What is the status of taxation of capital gains from mutual funds for NRIs, as there is the Double Taxation Avoidance Agreement with several countries, which is also a kind of capital-gain tax, despite the tax being deducted at the source in India?
- T Parlapalli
So, first of all, the capital-gain tax on mutual-fund investments is the same for NRIs and resident Indians. However, in the case of NRIs, a TDS is levied at the time of redemption of those units, whereas local investors don't need to pay any TDS.
Now he's right that India has the Double Taxation Avoidance Agreement, or DTAA as it is popularly known, with several countries where the Indian diaspora is spread. The tax rules governing these DTAAs could vary from country to country. However, my broad understanding is that at a broad conceptual level, any income arising from investments is not exempt from tax in the source country, which in the case of NRIs happens to be in India.

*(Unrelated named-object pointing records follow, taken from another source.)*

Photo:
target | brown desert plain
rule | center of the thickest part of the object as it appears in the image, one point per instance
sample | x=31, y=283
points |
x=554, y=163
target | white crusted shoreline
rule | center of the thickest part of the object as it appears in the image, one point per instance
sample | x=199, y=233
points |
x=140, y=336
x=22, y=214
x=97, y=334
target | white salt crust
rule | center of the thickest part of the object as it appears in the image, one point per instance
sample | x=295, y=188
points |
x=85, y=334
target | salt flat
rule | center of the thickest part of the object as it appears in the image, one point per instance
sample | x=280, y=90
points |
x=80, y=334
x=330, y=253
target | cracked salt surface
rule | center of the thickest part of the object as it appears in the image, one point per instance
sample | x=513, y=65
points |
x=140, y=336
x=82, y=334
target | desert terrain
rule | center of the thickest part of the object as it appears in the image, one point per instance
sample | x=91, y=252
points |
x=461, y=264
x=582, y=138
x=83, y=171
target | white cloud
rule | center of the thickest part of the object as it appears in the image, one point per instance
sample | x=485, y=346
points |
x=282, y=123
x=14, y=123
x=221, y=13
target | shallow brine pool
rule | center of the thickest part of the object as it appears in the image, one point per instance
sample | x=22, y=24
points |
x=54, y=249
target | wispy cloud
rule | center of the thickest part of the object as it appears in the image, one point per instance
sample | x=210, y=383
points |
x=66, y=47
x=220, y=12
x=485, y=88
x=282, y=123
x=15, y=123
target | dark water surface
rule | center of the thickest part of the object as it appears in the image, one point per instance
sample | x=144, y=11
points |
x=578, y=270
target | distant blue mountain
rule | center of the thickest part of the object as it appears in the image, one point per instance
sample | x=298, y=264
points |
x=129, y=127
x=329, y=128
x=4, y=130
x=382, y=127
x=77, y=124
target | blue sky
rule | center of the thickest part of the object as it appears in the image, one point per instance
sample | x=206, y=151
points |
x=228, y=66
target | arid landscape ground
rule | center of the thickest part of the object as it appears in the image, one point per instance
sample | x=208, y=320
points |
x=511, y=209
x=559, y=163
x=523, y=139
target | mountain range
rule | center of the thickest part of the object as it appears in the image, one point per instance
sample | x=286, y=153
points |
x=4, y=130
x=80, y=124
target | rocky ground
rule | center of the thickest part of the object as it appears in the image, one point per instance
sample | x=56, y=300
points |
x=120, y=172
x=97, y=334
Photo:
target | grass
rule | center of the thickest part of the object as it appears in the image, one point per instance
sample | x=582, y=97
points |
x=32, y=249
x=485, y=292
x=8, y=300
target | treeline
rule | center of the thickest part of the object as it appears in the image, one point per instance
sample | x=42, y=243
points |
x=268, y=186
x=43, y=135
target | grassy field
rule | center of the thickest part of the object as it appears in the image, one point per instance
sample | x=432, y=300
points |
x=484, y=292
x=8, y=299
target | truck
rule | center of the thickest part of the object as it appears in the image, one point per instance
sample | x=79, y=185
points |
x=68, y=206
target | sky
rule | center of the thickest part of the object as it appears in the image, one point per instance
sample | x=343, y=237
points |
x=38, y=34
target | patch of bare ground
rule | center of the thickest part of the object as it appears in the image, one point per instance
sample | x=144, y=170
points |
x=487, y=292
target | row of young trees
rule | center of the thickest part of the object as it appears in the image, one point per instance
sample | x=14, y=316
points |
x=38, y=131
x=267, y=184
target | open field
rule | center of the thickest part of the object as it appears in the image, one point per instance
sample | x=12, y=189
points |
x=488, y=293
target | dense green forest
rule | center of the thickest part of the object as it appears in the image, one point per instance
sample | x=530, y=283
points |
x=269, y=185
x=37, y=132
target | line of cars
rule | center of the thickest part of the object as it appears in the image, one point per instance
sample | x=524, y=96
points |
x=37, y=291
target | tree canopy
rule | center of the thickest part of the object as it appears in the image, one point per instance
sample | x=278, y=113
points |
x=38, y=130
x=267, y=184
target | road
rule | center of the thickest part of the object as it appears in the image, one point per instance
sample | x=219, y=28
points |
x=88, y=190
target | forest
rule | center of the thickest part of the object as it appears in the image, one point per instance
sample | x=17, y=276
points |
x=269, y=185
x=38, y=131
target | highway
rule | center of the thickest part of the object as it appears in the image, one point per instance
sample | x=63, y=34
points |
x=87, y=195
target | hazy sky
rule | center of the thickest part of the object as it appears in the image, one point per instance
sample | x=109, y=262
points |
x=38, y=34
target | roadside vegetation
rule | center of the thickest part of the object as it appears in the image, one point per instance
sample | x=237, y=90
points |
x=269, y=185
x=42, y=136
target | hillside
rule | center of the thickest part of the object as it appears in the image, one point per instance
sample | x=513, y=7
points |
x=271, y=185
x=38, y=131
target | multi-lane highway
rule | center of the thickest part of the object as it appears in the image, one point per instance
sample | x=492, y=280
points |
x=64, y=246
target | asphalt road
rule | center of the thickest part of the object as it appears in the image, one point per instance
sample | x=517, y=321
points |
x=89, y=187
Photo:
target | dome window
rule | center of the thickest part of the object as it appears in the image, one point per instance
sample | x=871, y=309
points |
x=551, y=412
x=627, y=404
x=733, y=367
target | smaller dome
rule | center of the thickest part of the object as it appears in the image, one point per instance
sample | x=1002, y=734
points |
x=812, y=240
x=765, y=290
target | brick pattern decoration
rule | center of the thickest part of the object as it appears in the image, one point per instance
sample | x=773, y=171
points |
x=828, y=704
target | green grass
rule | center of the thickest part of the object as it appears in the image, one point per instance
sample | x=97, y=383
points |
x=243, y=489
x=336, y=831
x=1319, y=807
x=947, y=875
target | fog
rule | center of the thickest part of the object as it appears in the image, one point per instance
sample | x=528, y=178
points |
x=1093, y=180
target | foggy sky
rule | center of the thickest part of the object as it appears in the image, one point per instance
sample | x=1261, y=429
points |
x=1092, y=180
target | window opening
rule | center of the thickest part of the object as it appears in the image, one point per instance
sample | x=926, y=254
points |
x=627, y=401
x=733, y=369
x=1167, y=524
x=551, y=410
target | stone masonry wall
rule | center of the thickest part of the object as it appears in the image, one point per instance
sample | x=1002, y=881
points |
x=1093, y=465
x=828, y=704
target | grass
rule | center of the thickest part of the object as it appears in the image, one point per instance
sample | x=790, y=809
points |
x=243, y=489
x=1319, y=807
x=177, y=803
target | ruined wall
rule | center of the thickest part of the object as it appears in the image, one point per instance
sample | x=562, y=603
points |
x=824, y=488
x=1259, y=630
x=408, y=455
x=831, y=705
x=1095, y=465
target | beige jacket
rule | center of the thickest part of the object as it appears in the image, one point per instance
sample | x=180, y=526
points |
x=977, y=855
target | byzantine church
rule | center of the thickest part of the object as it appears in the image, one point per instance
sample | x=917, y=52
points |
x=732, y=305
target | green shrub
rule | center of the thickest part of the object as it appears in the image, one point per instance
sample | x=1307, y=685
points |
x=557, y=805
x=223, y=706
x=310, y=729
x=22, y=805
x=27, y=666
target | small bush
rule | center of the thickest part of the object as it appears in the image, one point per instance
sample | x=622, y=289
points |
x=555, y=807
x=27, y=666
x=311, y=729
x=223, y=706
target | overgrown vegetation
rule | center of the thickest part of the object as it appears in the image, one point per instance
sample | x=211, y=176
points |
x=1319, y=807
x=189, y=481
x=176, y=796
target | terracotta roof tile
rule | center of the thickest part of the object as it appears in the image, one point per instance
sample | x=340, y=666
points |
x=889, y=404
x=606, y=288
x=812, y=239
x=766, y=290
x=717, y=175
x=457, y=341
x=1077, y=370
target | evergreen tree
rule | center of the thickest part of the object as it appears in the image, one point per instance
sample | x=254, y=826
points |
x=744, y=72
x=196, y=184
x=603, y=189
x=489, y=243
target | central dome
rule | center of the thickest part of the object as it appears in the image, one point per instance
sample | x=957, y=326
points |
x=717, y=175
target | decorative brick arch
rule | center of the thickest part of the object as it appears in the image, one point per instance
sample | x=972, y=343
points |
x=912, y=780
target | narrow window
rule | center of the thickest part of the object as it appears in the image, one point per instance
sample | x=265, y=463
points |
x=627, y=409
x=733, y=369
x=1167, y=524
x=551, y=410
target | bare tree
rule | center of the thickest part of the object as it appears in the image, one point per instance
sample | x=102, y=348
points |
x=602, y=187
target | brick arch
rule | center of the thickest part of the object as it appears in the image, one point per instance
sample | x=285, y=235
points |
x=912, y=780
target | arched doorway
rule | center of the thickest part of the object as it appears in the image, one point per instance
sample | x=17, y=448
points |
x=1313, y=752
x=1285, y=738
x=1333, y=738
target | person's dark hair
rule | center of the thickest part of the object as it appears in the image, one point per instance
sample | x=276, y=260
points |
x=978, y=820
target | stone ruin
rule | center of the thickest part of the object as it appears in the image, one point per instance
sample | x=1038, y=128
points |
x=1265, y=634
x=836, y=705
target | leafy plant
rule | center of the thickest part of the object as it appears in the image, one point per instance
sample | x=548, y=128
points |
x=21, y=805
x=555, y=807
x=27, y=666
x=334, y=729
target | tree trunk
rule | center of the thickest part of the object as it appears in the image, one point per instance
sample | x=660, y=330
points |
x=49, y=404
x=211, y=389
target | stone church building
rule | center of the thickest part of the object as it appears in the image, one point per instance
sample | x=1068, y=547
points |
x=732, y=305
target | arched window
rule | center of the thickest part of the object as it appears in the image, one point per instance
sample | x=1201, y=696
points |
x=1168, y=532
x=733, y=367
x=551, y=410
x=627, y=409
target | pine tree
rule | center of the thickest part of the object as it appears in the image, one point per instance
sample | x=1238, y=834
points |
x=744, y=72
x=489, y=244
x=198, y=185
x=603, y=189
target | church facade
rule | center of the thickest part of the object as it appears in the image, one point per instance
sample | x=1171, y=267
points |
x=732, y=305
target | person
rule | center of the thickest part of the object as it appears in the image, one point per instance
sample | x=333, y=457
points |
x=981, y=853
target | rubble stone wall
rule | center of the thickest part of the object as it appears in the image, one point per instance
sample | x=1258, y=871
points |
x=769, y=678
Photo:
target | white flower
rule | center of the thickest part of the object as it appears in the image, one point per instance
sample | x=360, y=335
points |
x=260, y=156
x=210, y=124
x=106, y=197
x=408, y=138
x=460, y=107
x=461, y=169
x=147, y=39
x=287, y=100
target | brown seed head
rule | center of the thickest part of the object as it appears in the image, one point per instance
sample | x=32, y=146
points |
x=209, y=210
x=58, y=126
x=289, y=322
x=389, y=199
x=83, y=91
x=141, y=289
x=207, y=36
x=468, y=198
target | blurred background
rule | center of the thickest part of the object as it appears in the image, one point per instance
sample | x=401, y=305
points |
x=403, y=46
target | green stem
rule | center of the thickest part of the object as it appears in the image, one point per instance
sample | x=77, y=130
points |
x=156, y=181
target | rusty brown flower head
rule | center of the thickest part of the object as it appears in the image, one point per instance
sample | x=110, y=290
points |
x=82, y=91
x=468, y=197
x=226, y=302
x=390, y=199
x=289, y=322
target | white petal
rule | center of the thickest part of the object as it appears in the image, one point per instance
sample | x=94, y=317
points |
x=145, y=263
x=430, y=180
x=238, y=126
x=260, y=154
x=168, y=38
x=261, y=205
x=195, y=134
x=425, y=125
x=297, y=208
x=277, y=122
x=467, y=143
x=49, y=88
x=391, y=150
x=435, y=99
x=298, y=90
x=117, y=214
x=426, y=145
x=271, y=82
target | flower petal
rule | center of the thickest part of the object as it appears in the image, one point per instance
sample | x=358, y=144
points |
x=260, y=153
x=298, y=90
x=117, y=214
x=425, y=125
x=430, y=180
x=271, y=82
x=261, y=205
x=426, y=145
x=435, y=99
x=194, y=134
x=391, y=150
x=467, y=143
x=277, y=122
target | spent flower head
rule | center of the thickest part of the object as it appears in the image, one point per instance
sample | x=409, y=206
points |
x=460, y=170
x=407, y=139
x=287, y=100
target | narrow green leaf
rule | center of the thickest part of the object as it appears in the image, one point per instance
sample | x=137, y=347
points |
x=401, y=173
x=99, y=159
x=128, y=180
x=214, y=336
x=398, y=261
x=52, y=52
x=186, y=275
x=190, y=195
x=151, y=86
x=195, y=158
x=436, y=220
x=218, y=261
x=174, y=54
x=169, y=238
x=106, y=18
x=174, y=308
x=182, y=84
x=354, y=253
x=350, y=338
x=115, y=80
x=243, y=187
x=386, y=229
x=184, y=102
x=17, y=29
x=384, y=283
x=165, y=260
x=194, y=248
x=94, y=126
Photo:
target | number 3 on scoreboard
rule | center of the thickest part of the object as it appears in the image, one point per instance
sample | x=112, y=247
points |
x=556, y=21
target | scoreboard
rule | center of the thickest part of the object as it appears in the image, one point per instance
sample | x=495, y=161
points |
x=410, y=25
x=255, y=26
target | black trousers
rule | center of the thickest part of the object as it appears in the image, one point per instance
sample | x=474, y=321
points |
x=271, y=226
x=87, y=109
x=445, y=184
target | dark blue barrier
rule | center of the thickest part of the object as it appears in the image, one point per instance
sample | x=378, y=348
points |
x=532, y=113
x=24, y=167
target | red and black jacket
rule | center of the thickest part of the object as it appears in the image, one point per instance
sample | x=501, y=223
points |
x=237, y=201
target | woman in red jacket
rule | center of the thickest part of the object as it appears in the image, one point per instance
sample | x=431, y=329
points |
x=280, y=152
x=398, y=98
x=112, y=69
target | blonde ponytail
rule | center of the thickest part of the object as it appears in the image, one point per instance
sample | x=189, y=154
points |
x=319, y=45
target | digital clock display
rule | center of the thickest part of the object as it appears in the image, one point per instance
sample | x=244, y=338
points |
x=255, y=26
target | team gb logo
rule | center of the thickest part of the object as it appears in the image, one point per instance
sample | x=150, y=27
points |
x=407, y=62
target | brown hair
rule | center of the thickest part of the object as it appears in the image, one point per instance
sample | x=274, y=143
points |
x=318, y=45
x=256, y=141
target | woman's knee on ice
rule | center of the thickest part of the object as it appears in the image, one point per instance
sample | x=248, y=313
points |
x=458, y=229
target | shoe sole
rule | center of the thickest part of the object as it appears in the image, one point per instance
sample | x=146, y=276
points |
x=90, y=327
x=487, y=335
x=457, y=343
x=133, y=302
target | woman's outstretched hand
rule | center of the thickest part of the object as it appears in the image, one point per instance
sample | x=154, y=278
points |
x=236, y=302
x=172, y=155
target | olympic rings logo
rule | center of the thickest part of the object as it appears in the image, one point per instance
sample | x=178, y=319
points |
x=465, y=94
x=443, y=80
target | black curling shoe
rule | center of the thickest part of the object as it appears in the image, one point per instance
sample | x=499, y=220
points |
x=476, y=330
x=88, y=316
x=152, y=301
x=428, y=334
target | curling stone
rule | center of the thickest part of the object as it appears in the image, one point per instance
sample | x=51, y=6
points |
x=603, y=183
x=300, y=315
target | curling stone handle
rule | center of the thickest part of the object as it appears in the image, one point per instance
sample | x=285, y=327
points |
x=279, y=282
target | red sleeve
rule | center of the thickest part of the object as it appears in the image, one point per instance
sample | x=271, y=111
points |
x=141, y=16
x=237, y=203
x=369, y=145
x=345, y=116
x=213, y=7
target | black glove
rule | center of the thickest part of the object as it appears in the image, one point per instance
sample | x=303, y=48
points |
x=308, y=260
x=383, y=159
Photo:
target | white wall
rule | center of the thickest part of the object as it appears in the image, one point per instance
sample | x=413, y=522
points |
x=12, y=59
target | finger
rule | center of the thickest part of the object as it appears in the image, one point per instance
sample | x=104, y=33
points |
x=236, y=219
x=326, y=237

So what happens is that if an NRI has investments in India and there is a capital gain that arises through these investments, then the LTCG will be taxable at the rate of 10 per cent, which he'll have to pay in India. Now let's assume that in the country of residence of this NRI, the long-term capital gains are taxed at the rate of 30 per cent. So that country would provide him with the tax credit for the tax that he's already paid in India. Thus, in that case, he'll pay the tax at the rate of 10 per cent in India but his country of residence would provide him with this 10 per cent tax credit and tax his capital gains only at the rate of 20 per cent, and not at 30 per cent, which is the normal rate applicable over there.
So that is kind of the broad construct of how double taxation is avoided through these agreements. But as I said that the rules may vary from country to country, it is, therefore, best to seek advice from a tax consultant for a more nuanced and specific understanding.